Returning to the US
Russian Customs Regulations
Upon departure, you will be required to complete and submit a departure customs declaration, together with your original entry declaration (if you completed one and had it stamped). All items of value (jewelry, musical instruments) that were declared on your original form should be listed on your departure declaration as well. If you do not have a stamped entry declaration, you will be allowed to take no more than $3,500 cash with you when you leave. Amounts in excess of that can be confiscated at the border.
Purchases made in Russia
Be wary of antiques and artwork! Any article that could appear old to the customs service, including icons, samovars, rugs, books, musical instruments, and other antiques must have a certificate indicating that they have no historical value [Note: “old” and “antique” in Russian customs laws generally mean items made or published before 1961.] These certificates may be obtained from the vendor, if the item was purchased at a store licensed to sell to foreigners, or from the Ministry of Culture.
It can take several months to obtain such certificates from the Ministry of Culture, so you should begin the process several months ahead of your departure if you have any questionable items. Often a duty of up to 100% must be paid.
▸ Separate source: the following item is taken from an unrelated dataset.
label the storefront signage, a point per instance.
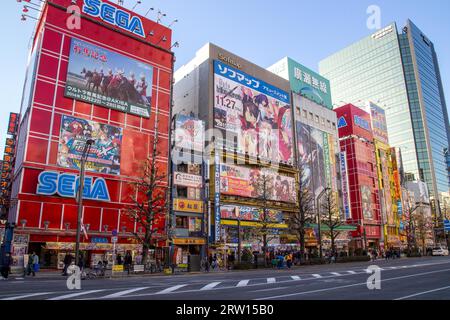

Russian law allows each departing passenger to legally leave the country with two liters of alcohol (3 regular-sized bottles of vodka). However, you should note that U.S. Customs laws only allow arriving passengers to carry one liter of alcohol into the country.
Failure to follow customs regulations may result in confiscation of the property in question at the border. Please also note that Russian customs laws are known to change frequently and that certain other restrictions may or may not be in place by the time you are ready to leave Russia.